When writing SQL for data warehousing it’s preferable to overwrite partitions then to upsert (in general there are exceptions of course). This has the benefit of simplifying some operations and being really fast in many cases. Let’s say we want to backfill for some previous days. We have written our code to insert rows into a table with the assumption that the rows are not already in the table. This method helps us avoid rewriting our insert as an update and insert, and writing additional deduplication logic. If we simply overwrite the existing partition we can reuse our insert statement knowing the data already there will simply be removed.

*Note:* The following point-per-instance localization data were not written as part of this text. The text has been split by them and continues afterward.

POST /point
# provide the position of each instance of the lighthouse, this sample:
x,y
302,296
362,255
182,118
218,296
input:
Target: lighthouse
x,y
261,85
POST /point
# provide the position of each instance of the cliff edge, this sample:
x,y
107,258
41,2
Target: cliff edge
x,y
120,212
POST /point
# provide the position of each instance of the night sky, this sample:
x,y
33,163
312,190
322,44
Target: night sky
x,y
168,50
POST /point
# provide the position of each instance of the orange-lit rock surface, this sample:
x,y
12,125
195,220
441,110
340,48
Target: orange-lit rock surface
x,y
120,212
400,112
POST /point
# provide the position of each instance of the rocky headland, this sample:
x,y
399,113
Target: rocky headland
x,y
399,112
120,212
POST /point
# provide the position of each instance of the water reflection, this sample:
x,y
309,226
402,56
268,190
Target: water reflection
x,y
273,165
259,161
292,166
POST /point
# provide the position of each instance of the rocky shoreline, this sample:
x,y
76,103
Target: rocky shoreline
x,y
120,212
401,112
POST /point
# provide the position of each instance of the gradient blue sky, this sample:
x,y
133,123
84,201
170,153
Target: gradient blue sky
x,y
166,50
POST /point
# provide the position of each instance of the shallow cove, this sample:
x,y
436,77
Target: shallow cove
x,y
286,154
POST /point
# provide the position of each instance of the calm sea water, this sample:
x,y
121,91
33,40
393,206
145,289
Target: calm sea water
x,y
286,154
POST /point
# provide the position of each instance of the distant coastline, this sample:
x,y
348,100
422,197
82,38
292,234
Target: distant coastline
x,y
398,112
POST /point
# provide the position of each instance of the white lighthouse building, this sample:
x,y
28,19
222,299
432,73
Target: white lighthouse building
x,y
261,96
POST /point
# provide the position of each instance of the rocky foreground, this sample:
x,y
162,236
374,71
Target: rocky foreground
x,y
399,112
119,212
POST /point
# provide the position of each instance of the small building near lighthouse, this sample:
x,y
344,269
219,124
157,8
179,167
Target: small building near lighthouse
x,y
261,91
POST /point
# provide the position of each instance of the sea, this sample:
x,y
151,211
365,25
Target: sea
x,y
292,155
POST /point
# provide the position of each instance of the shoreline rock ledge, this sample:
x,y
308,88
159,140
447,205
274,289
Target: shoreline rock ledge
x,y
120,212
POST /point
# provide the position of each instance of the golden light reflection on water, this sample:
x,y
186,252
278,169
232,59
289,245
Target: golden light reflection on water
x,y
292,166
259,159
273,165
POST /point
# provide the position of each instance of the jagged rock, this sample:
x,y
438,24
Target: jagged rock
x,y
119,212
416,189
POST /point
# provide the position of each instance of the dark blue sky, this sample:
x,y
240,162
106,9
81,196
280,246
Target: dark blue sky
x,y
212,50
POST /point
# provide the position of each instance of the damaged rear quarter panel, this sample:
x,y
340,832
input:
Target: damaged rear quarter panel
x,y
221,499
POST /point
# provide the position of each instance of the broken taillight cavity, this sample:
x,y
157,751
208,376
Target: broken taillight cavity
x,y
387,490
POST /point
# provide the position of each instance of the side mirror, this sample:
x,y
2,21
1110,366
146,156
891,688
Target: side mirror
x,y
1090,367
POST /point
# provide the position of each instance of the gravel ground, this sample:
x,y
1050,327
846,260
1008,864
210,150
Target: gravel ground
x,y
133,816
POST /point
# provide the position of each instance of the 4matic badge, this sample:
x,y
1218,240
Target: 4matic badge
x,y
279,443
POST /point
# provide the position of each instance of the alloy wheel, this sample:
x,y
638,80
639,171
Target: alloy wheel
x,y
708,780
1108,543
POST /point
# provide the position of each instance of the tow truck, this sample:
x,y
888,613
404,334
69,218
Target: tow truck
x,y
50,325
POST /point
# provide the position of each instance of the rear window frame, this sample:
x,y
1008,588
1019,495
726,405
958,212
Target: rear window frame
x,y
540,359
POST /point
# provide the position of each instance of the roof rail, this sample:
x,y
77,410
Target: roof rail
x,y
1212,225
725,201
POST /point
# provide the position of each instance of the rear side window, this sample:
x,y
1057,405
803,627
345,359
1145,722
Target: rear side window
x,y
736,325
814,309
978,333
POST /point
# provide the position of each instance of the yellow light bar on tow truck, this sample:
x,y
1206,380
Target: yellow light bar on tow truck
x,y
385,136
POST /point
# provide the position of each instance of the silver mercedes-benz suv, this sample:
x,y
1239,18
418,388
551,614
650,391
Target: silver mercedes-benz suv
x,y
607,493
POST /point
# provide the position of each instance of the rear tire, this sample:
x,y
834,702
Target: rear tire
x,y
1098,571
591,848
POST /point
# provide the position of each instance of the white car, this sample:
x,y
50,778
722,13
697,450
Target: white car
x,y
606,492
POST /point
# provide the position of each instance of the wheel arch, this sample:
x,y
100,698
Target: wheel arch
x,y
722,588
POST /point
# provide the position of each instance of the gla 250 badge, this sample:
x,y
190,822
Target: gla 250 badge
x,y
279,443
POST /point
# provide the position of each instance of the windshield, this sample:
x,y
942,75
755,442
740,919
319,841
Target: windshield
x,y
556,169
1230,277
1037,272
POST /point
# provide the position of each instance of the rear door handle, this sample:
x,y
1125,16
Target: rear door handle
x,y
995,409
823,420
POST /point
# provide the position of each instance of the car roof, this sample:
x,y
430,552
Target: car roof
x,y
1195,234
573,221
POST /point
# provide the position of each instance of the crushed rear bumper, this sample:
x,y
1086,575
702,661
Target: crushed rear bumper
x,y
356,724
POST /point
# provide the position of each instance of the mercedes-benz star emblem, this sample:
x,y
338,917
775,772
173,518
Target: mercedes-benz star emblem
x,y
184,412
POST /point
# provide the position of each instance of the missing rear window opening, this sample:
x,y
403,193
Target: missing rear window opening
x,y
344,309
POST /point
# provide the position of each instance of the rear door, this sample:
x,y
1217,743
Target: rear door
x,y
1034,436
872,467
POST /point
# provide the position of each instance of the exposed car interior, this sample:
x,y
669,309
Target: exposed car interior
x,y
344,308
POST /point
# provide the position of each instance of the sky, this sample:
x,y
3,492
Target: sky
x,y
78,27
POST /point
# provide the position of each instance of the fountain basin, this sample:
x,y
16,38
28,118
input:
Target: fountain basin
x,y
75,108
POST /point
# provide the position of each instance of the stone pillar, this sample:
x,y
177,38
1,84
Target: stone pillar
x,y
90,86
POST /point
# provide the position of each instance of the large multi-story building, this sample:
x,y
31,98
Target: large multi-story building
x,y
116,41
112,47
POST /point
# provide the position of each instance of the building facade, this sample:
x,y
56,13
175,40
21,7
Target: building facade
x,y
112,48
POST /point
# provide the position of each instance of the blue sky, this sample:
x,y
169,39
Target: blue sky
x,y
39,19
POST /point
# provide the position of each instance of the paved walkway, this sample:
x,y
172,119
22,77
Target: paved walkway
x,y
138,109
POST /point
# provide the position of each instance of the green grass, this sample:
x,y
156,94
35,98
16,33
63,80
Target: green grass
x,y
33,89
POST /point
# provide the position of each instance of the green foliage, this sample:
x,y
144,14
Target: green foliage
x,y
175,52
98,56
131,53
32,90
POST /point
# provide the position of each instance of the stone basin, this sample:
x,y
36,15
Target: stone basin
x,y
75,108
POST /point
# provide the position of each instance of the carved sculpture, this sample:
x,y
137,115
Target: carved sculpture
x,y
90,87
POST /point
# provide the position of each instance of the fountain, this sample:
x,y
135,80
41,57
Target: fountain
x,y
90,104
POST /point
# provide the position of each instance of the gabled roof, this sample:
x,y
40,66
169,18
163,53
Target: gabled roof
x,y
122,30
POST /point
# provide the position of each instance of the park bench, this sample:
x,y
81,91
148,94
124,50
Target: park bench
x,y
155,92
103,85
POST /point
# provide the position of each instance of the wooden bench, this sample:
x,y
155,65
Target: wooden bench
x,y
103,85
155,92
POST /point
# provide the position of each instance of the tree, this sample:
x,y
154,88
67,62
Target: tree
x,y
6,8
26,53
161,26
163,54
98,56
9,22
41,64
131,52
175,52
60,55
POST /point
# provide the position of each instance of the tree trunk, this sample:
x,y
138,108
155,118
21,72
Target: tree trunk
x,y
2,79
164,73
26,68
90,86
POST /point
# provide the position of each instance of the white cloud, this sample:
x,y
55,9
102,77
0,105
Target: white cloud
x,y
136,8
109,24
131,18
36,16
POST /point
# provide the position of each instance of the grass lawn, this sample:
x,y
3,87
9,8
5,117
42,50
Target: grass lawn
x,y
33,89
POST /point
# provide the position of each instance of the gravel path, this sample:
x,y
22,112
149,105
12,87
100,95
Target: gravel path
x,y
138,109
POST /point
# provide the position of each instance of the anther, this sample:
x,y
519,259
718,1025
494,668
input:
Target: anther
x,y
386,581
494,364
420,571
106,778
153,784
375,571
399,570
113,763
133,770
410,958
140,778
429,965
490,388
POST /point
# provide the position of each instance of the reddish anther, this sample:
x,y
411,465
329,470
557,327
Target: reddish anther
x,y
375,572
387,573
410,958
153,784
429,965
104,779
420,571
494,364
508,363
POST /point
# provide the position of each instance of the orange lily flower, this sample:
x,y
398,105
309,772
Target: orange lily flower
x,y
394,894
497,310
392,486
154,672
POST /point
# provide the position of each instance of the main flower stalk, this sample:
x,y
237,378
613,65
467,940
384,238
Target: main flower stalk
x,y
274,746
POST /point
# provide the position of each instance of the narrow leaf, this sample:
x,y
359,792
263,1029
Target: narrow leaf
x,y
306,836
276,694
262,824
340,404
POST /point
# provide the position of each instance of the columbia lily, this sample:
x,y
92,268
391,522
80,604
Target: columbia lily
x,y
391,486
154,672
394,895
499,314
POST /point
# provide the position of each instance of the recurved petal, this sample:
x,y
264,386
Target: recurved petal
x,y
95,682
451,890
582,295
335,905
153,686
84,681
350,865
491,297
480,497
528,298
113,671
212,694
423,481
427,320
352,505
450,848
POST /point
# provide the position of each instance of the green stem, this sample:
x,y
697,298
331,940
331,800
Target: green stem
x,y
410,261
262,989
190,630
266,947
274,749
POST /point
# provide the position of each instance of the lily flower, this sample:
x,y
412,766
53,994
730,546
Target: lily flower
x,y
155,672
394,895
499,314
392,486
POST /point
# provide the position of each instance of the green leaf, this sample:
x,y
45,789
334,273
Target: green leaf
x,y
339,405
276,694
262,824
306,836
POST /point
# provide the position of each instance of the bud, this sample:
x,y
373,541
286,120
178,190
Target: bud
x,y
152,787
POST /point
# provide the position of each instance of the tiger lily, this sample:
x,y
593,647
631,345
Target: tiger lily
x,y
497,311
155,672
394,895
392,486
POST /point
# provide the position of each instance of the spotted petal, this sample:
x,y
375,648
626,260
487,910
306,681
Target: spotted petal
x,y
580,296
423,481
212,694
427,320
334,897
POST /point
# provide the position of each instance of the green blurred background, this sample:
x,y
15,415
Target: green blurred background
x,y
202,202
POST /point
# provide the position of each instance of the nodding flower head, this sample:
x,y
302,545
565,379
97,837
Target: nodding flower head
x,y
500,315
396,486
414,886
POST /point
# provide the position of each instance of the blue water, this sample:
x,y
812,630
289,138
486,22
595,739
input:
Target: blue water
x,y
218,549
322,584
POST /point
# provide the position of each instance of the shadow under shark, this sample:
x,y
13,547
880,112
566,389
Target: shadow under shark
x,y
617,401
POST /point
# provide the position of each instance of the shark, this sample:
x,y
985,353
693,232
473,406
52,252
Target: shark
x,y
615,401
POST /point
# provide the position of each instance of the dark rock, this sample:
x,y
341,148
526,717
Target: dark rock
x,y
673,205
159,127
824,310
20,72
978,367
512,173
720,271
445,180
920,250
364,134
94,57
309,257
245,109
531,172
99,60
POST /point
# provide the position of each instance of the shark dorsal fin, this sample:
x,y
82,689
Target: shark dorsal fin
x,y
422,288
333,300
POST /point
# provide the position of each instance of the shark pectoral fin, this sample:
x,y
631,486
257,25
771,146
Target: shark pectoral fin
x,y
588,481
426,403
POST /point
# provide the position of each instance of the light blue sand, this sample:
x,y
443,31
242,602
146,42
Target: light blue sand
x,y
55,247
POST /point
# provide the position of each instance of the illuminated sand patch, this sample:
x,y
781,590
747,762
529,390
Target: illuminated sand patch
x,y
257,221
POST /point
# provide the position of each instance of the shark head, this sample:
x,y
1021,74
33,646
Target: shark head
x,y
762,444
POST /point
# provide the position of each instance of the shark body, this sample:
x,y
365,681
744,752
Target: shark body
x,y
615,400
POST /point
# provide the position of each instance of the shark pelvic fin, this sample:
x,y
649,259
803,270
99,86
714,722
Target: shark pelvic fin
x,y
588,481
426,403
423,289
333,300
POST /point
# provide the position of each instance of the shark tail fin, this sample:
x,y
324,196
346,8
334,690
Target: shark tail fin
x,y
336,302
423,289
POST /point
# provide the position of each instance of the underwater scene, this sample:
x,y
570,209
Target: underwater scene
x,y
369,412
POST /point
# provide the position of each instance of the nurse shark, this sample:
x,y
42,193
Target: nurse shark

Let’s say we have a table in Postgres partitioned on a datetime column. If we write our code to overwrite the partition then the SQL logic is the same every time regardless if we are backfilling or not. When we run the code again it will just blow away what’s already there and replace it with what we want.

Don’t

-- hiveSQL
UPDATE transaction
SET
      amount = loading.amount,
      transaction_time = loading.transaction_time
FROM loading
WHERE transaction.id = loading.id;

INSERT INTO transaction
SELECT * FROM loading
WHERE (transaction_id) NOT IN (SELECT DISTINCT transaction_id FROM transaction);

In the above query first we update the records if they already exist in the target table, then we insert records that do not exist. We may also need a third step to delete any records that could have been produced as duplicates.

Do

-- hiveSQL
INSERT OVERWRITE TABLE transaction
PARTITION (transaction_time=transaction_time)
SELECT * FROM loading;

Another reason overwriting partitions is fast is because the old partition gets deallocated from memory instantly without an actual disk write. Meaning this will only take as long as writing the new data to disk, the old data does not impact performance.

Intermediate tables

It is often useful to use intermediate tables when writing SQL, especially in data warehouses that use columnar storage to achieve fast write speeds. One benefit is that it allows you to break your query into smaller more manageable pieces, making the SQL easier to read and reason about. The other benefit is performance, when you have the data you want to work with in an intermediate table you can add an index (or sort order and partitioning) to fit the subsequent joins and queries to optimize performance.

When using intermediate tables you should create a local temporary table scoped to your database session. This will prevent issues from running the same query in parallel across different processes with different arguments. Another reason to avoid using the same table is to avoid exclusive (X) locks when performing deletes and updates that can slow down performance or even cause deadlock.

Don’t

TRUNCATE intermediate_table;
INSERT INTO intermediate_table SELECT * FROM table

It will be tempting to use a permanent table as an intermediate, then to truncate and insert into it. The problem is this method does not scale to distributed systems and can lead to weird behavior if two processes are writing to the same table. One process could truncate the table immediately after a different process inserts into the same table. In a distributed system you want processes to be isolated from each other so they can safely run in parallel.

Do

-- postgreSQL
CREATE TEMP TABLE intermediate_table AS SELECT * FROM table;

Conclusion

This article went over a few tips to developing SQL for data warehouses that gets executed by a task runner in a cluster of workers. There are many other techniques that are dependent on the specific database vendor. The most optimal way to develop your SQL will depend on which database vendor you are using.